The federal jury in Bridgeport ruled in favor of Cara Munn, 20, in her lawsuit against The Hotchkiss School, a private school in Lakeville. The school said it would appeal.
Munn, of New York City, was a ninth-grader at Hotchkiss when she joined a school-supervised trip to China during the summer of 2007, according to her lawsuit. The then-15-year-old suffered insect bites that led to tick-borne encephalitis, her attorneys said.
The school failed to ensure that the students take any precautions against ticks and allowed them to walk through a densely wooded area known to be a risk area for tick-borne encephalitis and other tick- and insect-transmitted illnesses, her attorneys said.
"Hotchkiss failed to take basic safety precautions to protect the minor children in its care," Munn's attorney Antonio Ponvert III said. "I hope that this case will help alert all schools who sponsor overseas trips for minors that they need to check the CDC for disease risks in the areas where they will be travelling, and that they must advise children in their care to use repellant and wear proper clothing when necessary.
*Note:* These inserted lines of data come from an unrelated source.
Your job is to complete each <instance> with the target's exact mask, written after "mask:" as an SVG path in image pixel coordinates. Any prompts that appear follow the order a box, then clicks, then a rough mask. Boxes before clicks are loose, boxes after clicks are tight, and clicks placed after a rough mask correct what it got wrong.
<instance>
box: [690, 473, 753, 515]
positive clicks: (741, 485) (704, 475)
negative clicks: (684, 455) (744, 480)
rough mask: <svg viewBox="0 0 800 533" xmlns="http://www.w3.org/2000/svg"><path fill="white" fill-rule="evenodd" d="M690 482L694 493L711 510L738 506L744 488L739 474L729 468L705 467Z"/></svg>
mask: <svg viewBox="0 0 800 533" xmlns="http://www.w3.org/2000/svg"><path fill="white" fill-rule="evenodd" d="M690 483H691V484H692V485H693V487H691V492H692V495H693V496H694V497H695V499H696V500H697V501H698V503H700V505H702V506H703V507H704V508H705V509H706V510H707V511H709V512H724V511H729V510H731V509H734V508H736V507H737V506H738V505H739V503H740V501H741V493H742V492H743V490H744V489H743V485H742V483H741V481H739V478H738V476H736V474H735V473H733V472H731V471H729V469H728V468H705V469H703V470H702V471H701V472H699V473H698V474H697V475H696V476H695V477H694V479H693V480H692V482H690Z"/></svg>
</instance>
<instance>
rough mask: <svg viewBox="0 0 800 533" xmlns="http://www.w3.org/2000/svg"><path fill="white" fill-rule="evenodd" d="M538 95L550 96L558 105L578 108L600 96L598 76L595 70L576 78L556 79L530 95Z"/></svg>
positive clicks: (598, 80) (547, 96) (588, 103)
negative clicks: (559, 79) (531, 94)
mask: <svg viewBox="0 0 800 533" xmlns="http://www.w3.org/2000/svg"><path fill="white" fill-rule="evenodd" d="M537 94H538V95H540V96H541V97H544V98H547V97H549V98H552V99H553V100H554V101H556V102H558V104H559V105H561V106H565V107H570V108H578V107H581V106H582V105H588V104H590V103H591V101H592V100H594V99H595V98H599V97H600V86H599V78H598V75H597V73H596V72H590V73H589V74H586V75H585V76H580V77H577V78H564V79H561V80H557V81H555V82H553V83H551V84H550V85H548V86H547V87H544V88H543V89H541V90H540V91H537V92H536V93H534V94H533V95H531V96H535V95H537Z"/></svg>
Cara's injuries were easily preventable."
Attorneys for the school argued that tick-borne encephalitis is such a rare disease that it could not have foreseen a risk and could not be expected to warn Munn or require her to use protection against it.
Hotchkiss officials said they remain very saddened by Munn's illness and hope for improvements to her health.
"We care deeply about all our students," the school said in a statement. "We make every effort to protect them, whether they are here or participating in a school-sponsored activity off-campus. We put great care and thought into planning and administering off-campus programs, and we extend the same care to students on these trips as to students on campus."
Historically, Hotchkiss students have undertaken study, service projects and travel in the United States and throughout the world and derived great benefit from the opportunities, the school said.
The case lasted eight days, and the jury deliberated for about eight hours before returning their verdict.